The common buggy gets its name from the Volkswagen Beetle or Bug that donates its chassis to the buggy build. A truggy requires the extra durability and strength that a truck chassis offers, along with the capability of carrying the powerful engine and transmission/transfer case that makes four-wheel drive operations possible. Most vehicles of this nature are not street legal and are only used for competition and recreation. Races such as the infamous Baja 500 and 1,000 rely on a field of truggy-type vehicles to draw the fans to the event.

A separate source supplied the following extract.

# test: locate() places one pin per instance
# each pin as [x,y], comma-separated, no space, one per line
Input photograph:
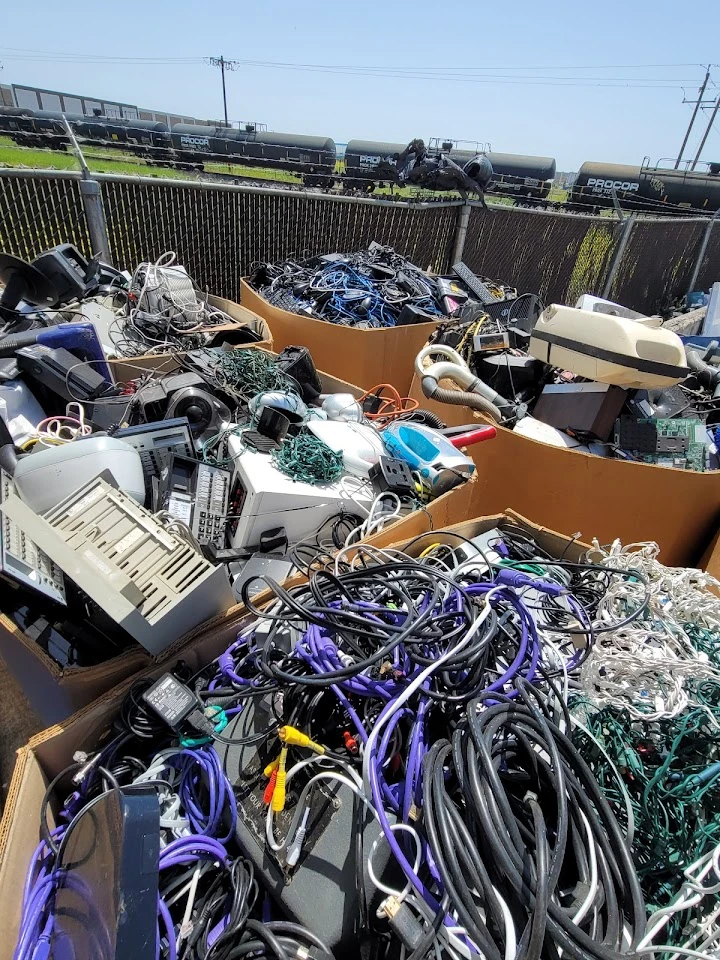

Advances in the suspension system of these trucks have come a long way from the nearly stock systems found on the earliest race trucks. It is not uncommon to see a modern truggy with suspension travel allowances 10 times that of a street-driven vehicle. Much of the abuse put on a driver and his vehicle has disappeared due to the complicated valving in the shock absorbers of these vehicles. Now, a truck can be launched into the air after encountering a big jump and land as softly as a wet sponge on the other side. The shock absorbers actually allow the truck to land with no bounce or jolt, saving not only the driver from the impact but also saving the truggy from any damage stemming from the harsh impact.
While most people think of a truggy as being a four-wheel drive vehicle, there are also two-wheel drive versions. The typical two-wheel drive truck is not as fast as the four-wheel drive type, however, many of the drivers feel that the two-wheel drive trucks are a bit more difficult to drive and are, therefore, more fun. Many drivers choose to run vehicles in both classes.